As a general rule, I try to stay away from musicals. I find that the focus on song and dance is almost always a detriment to the story that’s trying to be developed. And if it’s not, then at the very least, I find the songs to be the weakest part of the story.
On top of that, I’ve never seen the first Mamma Mia!; I’ve seen bits and pieces, and all of that was enough to tell me that I probably wouldn’t like it. I also watched enough of it to know that Pierce Brosnan can’t sing, and Meryl Streep can only sing if they confine her to three or four notes (which they didn’t always do).
But my wife loves the original, and she really wanted to see this movie, AND I’ve been dragging my feet about seeing movies because Film Twitter has sapped all of my energy and desire to do so. So off I went.
SITWOL: Sophie plans a party honoring her mother Donna; the film simultaneously details Donna’s youth and meeting of Sophie’s three “fathers”.
“Mamma Mia! Here We Go Again” is less of a story and more of a homage to the first one. The plot is the most stretched out plot I’ve seen in quite a long time. Anything of real substance that happens in the movie takes up about thirty minutes, and the film is almost two hours long.
The reason the film takes so long is that they take a song break literally every five minutes. For those who don’t know, Mamma Mia! is a franchise that uses songs from famous singer ABBA. Every music number is a song from them, and the unchanged lyrics are supposed to lightly fit the narrative, tone, and/or feeling of the scene.
To some degree, many of these songs work in regards to setting the tone for the scene, and VERY OCCASIONALLY also further the narrative. However, I would argue that a majority of the songs do not. By the time they got to song number eight or nine, I was exhausted and irritated.
What’s even worse is that the song breaks are mostly supremely detrimental to the narrative. There are so many things in this movie that go extremely underdeveloped, and it made most of the emotional punches that they attempt feel shallow.
The movie spends a great deal of time going back to the past, where young Donna (Lily James) ends up meeting the three men she has sex with and become her daughter Sophie’s three “fathers” (I’m told that the first movie ends with the three not deciding to play the game of “who’s the father” because Sophie loves all three of them equally).
But the movie takes the “Star Wars Episode II” approach to romance: take two attractive people at a time and put them in beautiful environments, and hope that this is enough to convince the audience that the people are in love.
And while “Mama Mia! Here We Go Again” does have better acting and less cringey dialogue than Episode II, I was nevertheless unable to be convinced of the “love”.
Now, as for the Sophie (Amanda Seyfried) part of the narrative, where she tries to make a party in celebration of Donna (who’s dead now, by the way. Thank God, because I hear Meryl Streep is expensive)… it’s basically a non-story.
Here, I’ll abridge it for you:
(Spoilers ahead, but not really)
I miss dead Meryl Streep, my mom.
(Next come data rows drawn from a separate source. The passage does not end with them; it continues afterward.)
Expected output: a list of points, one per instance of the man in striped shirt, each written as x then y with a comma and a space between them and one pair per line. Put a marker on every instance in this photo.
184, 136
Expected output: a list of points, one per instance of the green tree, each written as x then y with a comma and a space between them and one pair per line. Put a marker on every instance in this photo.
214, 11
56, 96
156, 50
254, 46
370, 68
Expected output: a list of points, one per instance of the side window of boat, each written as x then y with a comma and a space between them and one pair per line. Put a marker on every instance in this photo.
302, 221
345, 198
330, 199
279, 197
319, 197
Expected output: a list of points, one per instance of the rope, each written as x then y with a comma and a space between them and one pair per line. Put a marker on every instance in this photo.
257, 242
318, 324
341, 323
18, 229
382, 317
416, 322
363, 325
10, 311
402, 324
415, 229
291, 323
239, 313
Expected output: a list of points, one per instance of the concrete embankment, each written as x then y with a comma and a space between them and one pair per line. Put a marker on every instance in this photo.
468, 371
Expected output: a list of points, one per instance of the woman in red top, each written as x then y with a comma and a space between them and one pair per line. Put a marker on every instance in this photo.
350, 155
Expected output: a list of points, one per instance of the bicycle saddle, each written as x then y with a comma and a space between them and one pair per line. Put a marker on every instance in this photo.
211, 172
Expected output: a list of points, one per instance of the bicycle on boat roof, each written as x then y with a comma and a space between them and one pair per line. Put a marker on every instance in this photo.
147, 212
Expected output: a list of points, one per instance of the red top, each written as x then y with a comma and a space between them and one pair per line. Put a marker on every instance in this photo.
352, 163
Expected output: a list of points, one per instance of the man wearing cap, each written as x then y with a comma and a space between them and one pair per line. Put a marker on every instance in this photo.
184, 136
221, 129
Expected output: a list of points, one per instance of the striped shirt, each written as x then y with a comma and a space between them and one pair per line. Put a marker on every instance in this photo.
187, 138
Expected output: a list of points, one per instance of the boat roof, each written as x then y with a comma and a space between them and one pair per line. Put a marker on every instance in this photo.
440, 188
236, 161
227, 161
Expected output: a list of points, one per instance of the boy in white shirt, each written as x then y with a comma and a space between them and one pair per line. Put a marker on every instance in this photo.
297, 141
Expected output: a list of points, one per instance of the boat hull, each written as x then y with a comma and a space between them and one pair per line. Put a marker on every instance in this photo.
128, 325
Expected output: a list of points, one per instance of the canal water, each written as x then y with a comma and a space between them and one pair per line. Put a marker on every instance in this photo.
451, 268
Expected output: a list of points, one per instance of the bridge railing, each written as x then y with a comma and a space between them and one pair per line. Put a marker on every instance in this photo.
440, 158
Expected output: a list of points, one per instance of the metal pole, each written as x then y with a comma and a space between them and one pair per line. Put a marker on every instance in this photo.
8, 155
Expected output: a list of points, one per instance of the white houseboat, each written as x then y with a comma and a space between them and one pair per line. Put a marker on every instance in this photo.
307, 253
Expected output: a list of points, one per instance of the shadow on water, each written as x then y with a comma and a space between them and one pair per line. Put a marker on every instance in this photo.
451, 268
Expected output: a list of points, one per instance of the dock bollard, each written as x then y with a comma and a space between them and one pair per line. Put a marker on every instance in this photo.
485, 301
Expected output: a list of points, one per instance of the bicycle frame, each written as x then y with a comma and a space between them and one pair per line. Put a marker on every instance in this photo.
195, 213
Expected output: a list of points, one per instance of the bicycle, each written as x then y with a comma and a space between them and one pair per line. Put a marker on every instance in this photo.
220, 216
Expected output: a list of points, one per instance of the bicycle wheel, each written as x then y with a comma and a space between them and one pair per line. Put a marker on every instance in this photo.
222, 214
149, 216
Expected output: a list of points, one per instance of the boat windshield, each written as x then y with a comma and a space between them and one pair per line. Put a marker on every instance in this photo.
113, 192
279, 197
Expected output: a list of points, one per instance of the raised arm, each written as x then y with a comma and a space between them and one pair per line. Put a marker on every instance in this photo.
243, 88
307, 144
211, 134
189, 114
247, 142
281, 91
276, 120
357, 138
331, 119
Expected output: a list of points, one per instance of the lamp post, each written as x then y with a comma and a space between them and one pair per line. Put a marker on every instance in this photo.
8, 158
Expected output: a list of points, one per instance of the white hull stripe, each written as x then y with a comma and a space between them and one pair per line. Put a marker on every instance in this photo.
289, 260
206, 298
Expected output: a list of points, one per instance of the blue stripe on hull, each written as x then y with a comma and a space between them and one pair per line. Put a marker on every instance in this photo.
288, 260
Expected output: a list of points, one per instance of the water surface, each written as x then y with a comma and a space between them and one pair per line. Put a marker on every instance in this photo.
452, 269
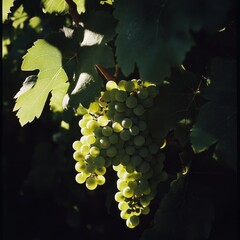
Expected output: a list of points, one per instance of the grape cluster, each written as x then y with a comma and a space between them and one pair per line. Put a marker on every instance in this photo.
115, 133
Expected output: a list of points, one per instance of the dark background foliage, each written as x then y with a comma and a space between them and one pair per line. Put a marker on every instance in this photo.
40, 199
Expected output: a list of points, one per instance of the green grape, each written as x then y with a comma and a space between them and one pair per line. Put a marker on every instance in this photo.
139, 140
123, 206
100, 170
139, 110
91, 183
100, 180
111, 85
113, 139
126, 123
93, 107
87, 117
80, 178
82, 123
128, 192
118, 167
154, 148
130, 168
136, 160
92, 125
119, 197
90, 167
90, 139
129, 86
103, 120
131, 102
117, 127
125, 215
153, 91
79, 166
94, 151
121, 85
104, 142
144, 167
111, 151
76, 145
113, 94
78, 156
115, 133
143, 152
120, 107
125, 135
99, 161
118, 117
106, 96
133, 221
143, 93
85, 149
107, 131
121, 184
85, 131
So sad.
Oh goodness, I want make a party to honor my mother and open this new hotel!
Oh no, two of my three dads can’t make it because the budget is too small for this movie. I’m sad.
Oh man, my husband wants to move to a new place and I don’t want to. I’m sad.
Oh now there’s a big storm that, for some reason, I didn’t prepare for despite my hotel being right next to the ocean and storms happen frequently, and it tore up all the decorations. I’m sad.
Oh, now everything’s magically fixed, and everything’s the way I wanted it. Hooray.
Oh wait! My evil grandmother who abandoned my mother came to the party uninvited, what drama! Oh, wait, it turns out she’s actually a good person. Hooray.
Oh by the way, Cher (who plays the grandmother) is in this movie, and the trailers pretended that this was going to be a MAJOR scandal. But as it turns out, it’s just a big non-issue, just like EVERYTHING in this movie was.
The movie has some really cute, genuine, and comedic bits; a lot of the scenery is really beautiful; and let’s be honest, Colin Firth (while drastically underutilized) is always fun to watch. But these are fragments in a massive movie cluttered with filler. There was so much of this movie that does nothing to benefit the narrative or to really emphasize any sort of character. It’s just happiness porn, cheap gimmicks pretending to have a story so that nostalgic women can give the studio money.
It was like My Big Fat Greek Wedding 2, but even more unnecessary.
Also, and it’s not like this affects the grade or anything, but I had no idea how great Lily James’s… assets are. No joke, there is a large portion of the movie dedicated to getting the best shots of Lily James’s butt, to the point where my wife and I started laughing about it midway through the movie.
Anyway, the movie’s harmless. It’s got some charming elements to it, and there were parts I enjoyed. There’s nothing particularly special about the movie, but the worst words I could call the film are “occasionally tiresome” and “somewhat aimless”.
If you want an opinion from someone who actually loves the first Mamma Mia!, my wife said that the first movie is significantly better than the first one, and she also agrees with my rating of the movie.